Automavision: Computer als DoP

// 14:04 Sa, 17. Jan 2009von

Mit etwa 2 Jahren Verspätung hat Triers Komödie "The boss of it all" doch noch einen Verleih in Deutschland gefunden. Der Plot ist irgendwo zwischen The Office und Remington Steele angesiedelt, und mit reichlich Brechtscher Verfremdung versehen. Das wirklich Besondere an dem Film ist jedoch die Kameraführung -- denn als DoP wird ein System namens Automavision gecredited: Anstelle eines Kameramanns hat Trier einen Computer die Shots framen lassen, und zwar per Zufall, ohne Bilderkennung oder ähnliches, im Gegenteil, es wurde sogar auf 35mm gedreht (und dabei ein neuer dänischer Rekord an Filmmaterialverbrauch aufgestellt). Er wolle entweder volle Kontrolle oder gar keine, meint von Trier, außerdem hätten die Schauspieler auf diese Weise keine Anhaltspunkte, wie sie im Bild positioniert seien und könnten sich somit nicht immer "von ihrer besten Seite zeigen".

Aber etwas Kontrolle gab es natürlich doch. Genauer gesagt liefen die Dreharbeiten so ab, daß von Trier die Szenen aufgelöst, also die grundsätzliche Kameraposition für einen Take festgelegt hat, woraufhin -- ausgehend von dieser ersten, konventionellen Kameraausrichtung -- ein Computer diverse Parameter (Tilt / Pan, Brennweite, Blende, horizontale and vertikale Position) innerhalb vorgegebener Wertebereiche zufallsweise veränderte. Diese wurden dann anscheinend per Hand an der Kamera bzw. am Dolly, auf dem sie platziert war, eingestellt; genaueres zum Dreh-Setup läßt sich diesem ausführlichen Artikel in einer dänischen Fachzeitschrift entnehmen (per Google Translation). Danach wurde der Bildauschnitt nochmal kontrolliert. War er ok, wurde er übernommen, wenn nicht, wurde die Zufallsfunktion wiederholt, bis ein passables Bild herauskam. Das konnte anscheinend auch mal ein paar Stunden dauern, aber dafür erübrigten sich stundenlange Diskussionen darüber, wo die Kamera platziert werden sollte...

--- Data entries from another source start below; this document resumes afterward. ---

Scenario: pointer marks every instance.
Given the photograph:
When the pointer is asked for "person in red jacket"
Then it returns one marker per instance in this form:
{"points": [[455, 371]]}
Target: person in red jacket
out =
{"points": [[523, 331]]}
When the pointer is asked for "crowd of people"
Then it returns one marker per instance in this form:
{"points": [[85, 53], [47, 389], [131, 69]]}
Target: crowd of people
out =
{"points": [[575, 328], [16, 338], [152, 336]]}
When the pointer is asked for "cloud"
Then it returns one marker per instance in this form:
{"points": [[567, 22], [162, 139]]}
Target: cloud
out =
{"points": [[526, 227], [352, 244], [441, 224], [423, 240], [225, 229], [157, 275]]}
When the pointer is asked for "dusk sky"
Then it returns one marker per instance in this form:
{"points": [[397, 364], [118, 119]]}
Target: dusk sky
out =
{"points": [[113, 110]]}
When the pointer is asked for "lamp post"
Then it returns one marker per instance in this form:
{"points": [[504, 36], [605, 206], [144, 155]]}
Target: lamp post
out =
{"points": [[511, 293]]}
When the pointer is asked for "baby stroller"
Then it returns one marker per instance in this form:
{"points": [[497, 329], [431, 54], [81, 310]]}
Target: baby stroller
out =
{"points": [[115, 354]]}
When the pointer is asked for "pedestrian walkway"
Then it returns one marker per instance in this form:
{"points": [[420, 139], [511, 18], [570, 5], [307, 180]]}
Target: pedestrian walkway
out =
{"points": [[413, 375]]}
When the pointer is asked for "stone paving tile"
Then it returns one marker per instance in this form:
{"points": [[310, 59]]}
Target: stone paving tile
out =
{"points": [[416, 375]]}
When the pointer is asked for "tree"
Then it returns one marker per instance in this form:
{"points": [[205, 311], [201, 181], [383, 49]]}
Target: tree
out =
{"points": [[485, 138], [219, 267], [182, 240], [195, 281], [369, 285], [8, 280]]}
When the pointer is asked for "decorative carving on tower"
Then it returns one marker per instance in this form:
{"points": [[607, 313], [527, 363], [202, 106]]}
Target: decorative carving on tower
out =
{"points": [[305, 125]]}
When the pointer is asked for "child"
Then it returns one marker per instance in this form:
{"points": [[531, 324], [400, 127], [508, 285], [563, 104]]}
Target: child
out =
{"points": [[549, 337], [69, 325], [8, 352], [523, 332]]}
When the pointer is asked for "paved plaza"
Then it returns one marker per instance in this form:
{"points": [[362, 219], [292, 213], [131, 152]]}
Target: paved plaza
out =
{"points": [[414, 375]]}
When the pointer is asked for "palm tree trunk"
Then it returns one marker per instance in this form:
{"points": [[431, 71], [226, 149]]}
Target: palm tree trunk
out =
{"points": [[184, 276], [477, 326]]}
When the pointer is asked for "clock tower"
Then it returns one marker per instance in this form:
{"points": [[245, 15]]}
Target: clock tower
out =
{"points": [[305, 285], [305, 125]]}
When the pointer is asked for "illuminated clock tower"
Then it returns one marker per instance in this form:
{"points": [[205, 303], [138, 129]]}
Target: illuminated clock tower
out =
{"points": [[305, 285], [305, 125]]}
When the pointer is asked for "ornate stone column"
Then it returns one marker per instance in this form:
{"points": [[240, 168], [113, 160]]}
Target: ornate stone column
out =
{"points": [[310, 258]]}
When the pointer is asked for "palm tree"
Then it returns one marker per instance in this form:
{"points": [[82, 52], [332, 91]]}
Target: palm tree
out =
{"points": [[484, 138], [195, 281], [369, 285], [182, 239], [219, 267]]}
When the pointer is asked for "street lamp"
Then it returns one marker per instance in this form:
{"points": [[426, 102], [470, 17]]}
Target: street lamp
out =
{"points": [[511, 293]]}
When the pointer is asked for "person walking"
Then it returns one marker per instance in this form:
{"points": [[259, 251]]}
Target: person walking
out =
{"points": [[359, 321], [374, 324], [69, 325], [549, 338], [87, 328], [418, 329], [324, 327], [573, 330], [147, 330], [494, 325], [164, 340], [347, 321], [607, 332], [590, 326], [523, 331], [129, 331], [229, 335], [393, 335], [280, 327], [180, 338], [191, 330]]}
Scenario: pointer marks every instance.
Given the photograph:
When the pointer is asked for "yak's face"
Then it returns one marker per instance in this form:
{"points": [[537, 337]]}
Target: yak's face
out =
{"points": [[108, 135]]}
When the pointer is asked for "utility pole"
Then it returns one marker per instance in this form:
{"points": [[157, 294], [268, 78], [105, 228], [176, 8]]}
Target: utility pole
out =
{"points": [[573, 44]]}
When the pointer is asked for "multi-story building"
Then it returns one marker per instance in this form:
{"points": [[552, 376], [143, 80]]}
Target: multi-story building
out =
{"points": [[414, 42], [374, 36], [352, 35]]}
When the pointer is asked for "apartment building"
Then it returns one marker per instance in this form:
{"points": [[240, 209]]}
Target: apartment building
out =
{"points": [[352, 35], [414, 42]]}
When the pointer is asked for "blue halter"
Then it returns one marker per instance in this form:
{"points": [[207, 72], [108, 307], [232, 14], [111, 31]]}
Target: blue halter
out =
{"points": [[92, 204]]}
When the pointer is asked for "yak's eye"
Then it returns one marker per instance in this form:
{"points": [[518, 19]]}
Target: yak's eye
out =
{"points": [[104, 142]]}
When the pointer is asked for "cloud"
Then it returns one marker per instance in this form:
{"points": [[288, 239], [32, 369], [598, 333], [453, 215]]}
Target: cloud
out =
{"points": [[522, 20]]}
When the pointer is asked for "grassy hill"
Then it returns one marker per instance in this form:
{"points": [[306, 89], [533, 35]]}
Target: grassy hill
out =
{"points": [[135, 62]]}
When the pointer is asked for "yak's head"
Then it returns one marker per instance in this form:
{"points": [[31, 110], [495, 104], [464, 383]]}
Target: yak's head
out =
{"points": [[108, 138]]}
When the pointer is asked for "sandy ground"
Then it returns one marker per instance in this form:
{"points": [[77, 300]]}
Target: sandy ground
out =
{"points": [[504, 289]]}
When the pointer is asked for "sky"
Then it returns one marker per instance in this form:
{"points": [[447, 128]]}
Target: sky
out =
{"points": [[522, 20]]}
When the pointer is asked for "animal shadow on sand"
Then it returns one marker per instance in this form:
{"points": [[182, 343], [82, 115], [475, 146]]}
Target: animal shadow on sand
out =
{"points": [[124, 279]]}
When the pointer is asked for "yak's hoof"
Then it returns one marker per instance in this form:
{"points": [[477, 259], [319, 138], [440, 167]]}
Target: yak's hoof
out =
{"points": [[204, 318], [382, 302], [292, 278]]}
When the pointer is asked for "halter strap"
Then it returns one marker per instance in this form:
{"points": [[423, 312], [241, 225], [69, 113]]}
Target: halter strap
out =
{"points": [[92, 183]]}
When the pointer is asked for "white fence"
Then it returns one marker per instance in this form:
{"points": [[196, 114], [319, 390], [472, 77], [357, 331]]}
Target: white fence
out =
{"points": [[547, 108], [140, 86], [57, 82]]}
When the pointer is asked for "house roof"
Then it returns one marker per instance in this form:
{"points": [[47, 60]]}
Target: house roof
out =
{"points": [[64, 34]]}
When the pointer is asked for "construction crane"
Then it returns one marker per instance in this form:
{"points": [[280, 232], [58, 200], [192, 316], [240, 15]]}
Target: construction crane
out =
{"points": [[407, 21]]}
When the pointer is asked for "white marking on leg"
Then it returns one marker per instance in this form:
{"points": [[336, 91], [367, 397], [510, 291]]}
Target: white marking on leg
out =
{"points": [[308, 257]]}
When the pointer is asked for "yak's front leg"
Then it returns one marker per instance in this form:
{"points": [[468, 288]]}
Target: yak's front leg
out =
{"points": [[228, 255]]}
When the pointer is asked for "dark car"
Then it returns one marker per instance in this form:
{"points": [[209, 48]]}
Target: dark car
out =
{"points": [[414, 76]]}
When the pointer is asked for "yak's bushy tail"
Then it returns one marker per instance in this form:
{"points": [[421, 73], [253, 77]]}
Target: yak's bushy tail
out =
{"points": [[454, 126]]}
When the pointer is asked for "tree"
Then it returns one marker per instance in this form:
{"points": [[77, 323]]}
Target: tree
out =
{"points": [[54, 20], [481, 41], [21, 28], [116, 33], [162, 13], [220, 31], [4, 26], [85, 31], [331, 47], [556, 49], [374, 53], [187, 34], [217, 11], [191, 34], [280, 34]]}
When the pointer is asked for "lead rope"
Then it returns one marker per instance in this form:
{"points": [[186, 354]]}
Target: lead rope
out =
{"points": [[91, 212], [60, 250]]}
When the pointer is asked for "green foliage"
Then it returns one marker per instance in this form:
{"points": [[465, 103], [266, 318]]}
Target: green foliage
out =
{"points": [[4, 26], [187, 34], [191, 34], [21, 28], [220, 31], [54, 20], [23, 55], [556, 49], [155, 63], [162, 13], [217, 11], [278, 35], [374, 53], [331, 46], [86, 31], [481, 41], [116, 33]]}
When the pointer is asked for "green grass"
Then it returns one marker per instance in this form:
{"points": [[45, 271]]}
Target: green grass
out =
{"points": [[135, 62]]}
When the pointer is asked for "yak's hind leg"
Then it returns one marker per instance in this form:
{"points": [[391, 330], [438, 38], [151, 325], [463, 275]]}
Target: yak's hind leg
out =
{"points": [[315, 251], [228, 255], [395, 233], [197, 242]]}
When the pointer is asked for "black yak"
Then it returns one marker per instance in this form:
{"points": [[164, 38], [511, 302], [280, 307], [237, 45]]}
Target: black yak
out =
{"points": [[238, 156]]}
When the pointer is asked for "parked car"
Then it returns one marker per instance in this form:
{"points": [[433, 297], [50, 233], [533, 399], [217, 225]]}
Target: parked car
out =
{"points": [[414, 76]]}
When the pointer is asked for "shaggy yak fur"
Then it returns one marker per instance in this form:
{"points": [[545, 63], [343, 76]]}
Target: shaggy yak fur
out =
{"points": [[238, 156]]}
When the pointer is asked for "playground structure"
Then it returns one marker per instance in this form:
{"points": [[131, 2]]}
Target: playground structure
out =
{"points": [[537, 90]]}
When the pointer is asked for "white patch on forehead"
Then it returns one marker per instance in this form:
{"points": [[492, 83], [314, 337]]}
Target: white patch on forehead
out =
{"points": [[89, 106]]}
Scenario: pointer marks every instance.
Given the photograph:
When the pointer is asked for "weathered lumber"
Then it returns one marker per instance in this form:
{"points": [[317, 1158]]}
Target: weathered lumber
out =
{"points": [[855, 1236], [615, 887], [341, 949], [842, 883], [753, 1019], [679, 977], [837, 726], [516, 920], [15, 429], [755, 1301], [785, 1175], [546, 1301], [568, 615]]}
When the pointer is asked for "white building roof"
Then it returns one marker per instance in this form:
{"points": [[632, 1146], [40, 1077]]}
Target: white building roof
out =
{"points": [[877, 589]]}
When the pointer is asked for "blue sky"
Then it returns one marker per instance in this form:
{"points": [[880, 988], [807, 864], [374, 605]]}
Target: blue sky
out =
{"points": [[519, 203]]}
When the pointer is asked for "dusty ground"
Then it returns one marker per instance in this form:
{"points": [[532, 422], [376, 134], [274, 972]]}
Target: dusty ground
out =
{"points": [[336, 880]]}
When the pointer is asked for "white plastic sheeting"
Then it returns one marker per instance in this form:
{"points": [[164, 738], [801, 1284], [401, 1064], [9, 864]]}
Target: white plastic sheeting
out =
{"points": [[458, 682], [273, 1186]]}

Nun versteht sich von selbst, daß mit Rohmaterial wie diesem kein unsichtbarerer Schnitt gemacht werden kann und so hagelt es beispielsweise Jump Cuts im Film. Da der Computer auch Anweisungen für die Tonpegelung und die Belichtung gab, und in der Postpro bis auf einen einfachen Schnitt nichts am Material verändert wurde, sind da zT auch sehr deutliche Übergänge zu hören bzw zu sehen. Auch in Sachen Blickführung ist der Zuschauer auf sich gestellt, wird doch im Normalfall durch die bewußte Kadrierung der Blick des Betrachters zu den "wichtigen" Bildteilen geleitet -- hier Fehlanzeige.

Ein paar kommentierte Stills aus dem Film sind in David Bordwells Blog zu sehen, und hier ist ein Bericht vom Guardian zu lesen. Der Link unten führt zur dänischen Filmseite (auf englisch). Der deutsche Kinostart war am 15.1.